Que ali lembrava saudosa da sua última vida

Pensou em Dona Mariana, amiga de toda a hora

Devia estar solitária depois que ela veio embora

O pensamento voou e uma lágrima rolou

Sentia muito a saudade do tempo que se passou

Como queria voltar ao ranchinho da estância!

Sepé recolheu o anseio e deu sua concordância

Siá Tonha experimentou a força do pensamento

Diante da sua choupana ficou naquele momento.

O mato tinha crescido, tomando conta de tudo

Entre o terreiro e o casebre o pasto formava escudo

No meio daquele caos. nem podia acreditar

Mas sim, era o coronel, gemendo a esbravejar

Com o tempo no além túmulo aprendeu a discernir

Quem é vivo e quem morreu, condição para servir

E o Coronel Hilário já se encontrara com a morte

Mas porque aquele alma tivera essa estranha sorte?

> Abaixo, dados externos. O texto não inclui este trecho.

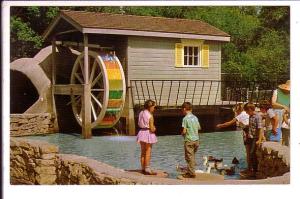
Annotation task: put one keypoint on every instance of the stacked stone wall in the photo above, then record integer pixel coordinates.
(31, 124)
(273, 160)
(35, 162)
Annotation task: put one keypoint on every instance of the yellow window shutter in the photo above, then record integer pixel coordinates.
(205, 56)
(178, 55)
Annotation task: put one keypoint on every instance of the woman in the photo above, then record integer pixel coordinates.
(146, 136)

No meio do matagal, em tamanho sofrimento

Será que tinha ficado, dos seus, no esquecimento?

Procurou o seu rosário que trazia sempre a mão

E logo se decidiu a mudar aquela cena pela força da oração

A reza de Siá Tonha diminuía o sofrimento,

E as dores de Hilário entraram em abrandamento

Antes de ser recolhido pela falange do bem

Visualizou a entidade que o auxiliava, também

Em busca de Mariana, Sia Tonha foi à fazenda

Continuava como antes aquela grande vivenda

Pressentia que a senhora dela estava precisando

Percorrendo a casa grande de tudo foi recordando

O movimento da estância não era como o de outrora

Havia um grande silêncio – Será que foram embora?

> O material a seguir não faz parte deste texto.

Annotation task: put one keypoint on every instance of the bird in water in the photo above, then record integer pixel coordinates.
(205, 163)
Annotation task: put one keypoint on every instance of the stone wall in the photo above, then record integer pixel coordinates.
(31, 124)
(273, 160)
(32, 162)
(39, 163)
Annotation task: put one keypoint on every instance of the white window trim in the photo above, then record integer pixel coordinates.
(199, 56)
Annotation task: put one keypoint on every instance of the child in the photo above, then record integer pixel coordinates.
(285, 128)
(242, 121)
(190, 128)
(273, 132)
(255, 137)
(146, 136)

Estava assim a pensar quando uma força a imantou

Atraindo-a para um cômodo que ela de pronto adentrou

Estava Dona Mariana, em momento derradeiro

Viu que o palor da morte a tomava por inteiro,

Mas a dama percebeu sua leal confidente

E esboçando um sorriso balbuciou a doente:

- Esperava por você, já preparei a partida

Nada mais me prende aqui. Estou cansada da vida

O Tempo passou depressa, fazia já quinze anos

Com a morte de Hilário, os filhos fizeram planos

Foram morar no exterior, arrendaram sua herdade

Mariana ficou sozinha, mergulhada na saudade

Agora estava liberta, faria a grande viagem

Muitas ações meritórias levava em sua bagagem

Assim Sia Tonha iniciou uma nova caminhada

No mundo espiritual ajustou uma longa estada

Aos cuidados de Sepé, passaram-se muitas luas

No trabalho devotado aos excluídos das ruas

Socorria o infortúnio nas mais sombrias vielas

Tornou-se bem conhecida nos barracos de favelas.

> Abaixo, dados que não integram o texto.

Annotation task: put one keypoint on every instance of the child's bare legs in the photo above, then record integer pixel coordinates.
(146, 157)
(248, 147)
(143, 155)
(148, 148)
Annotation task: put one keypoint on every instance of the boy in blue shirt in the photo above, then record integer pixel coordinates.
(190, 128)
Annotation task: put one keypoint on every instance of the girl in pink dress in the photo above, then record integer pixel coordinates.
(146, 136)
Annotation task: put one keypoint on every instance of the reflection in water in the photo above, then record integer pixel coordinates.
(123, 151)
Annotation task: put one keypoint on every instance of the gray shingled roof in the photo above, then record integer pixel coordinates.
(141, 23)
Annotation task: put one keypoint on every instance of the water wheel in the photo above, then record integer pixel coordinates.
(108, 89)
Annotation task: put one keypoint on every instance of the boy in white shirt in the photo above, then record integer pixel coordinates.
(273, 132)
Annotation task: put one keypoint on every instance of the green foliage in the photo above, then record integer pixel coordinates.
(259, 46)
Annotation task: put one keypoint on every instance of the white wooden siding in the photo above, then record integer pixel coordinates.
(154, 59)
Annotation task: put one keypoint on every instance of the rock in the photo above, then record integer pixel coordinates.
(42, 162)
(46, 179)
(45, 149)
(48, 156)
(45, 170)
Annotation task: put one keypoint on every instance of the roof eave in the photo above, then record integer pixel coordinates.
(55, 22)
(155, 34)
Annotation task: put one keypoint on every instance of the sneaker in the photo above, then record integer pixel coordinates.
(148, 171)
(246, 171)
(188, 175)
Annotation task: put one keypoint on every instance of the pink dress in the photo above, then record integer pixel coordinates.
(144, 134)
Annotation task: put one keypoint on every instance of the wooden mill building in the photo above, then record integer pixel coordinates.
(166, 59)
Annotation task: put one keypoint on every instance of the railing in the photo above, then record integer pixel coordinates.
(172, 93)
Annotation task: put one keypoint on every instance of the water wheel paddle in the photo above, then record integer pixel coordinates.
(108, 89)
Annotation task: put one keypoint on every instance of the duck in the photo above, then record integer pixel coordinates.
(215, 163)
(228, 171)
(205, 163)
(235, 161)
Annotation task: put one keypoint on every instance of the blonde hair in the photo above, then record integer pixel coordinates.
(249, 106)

A velhinha e o cacique! O povo assim referia

E Antonia pouco a pouco outros pagos conhecia

Na equipe socorrista chegou as grandes cidades

Viu a extensão da miséria, da doença, da orfandade

Assistiu chegar ao mundo um monstro devastador

Era a droga que trazia o seu cortejo de dor

Também em meio à riqueza a servidora trilhou

Atendendo muitas almas que o orgulho fulminou

Recolheu muitas ruínas do cruel materialismo

E amparou muitas vítimas com as chagas do sensualismo

Mas também esteve ao lado da riqueza enobrecida

Conheceu muitas pessoas que ao bem doavam a vida

Era o tranqüilo regato correndo em busca do mar

Mas o progresso é uma lei e chegou sem mais tardar,

De ajudar mais os que sofrem Siá Tonha sentiu vontade

Se nascesse afortunada, faria mais caridade!

Quantas escolas, asilos, creches e até hospitais

Era o tranquilo regato formando seus mananciais.

A dor campeia na Terra e carece de anjos bons

Ela prossegue na senda, multiplicando seus dons

Você que passa na rua, olhe para os invisíveis

Ao vê-los talvez surpreenda a presença intraduzível

De uma mulher pequenina com um brilho sem igual

Testemunhando o valor da caridade moral.